As Jesus, tenor Emanuel Heitz had the advantage of a well-trained, smaller-scale voice that was at times capable of a sober tone, plaintive or placative. His smaller-scale expressivity was another matter, and his singing sank into extended blandness. This was a major shame, since Beethoven used this earlier work of his to compete on the home turf of Haydn and gave Jesus all the bravura arias in doing so. In the smaller role of Peter, bass José Coca Loza sang with great resonance and full embrace of textual pathos. The choir, too, was fulminant at the close, with a smoothly bombastic sound uniting orchestra and conductor around the closing chorus of angels.

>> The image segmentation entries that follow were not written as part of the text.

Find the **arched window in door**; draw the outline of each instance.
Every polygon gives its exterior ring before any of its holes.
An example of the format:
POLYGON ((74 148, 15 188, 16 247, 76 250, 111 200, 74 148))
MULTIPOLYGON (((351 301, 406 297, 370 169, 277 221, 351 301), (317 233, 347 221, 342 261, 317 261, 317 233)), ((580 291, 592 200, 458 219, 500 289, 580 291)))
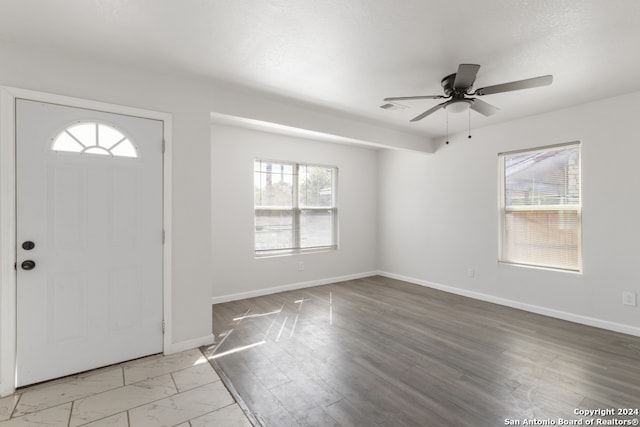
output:
POLYGON ((138 157, 131 140, 113 126, 98 122, 73 124, 54 139, 53 151, 97 154, 112 157, 138 157))

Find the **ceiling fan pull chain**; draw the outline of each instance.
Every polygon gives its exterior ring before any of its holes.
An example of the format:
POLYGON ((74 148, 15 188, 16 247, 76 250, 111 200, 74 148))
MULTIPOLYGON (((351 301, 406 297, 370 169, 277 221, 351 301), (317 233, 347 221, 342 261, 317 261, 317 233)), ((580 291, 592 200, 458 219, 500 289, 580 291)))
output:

If Beethoven later distanced himself from this work, it was likely due to his tremendous ambition for orchestral drama, which is already quite present in this piece. Not as pious or coherently narrated as Bach’s passions – the libretto is amateurish – it was still a pleasure to hear these grand songs of love and reconciliation in advance of Easter, and in advance of the exciting new rendering of Mozart’s Requiem by Dutron.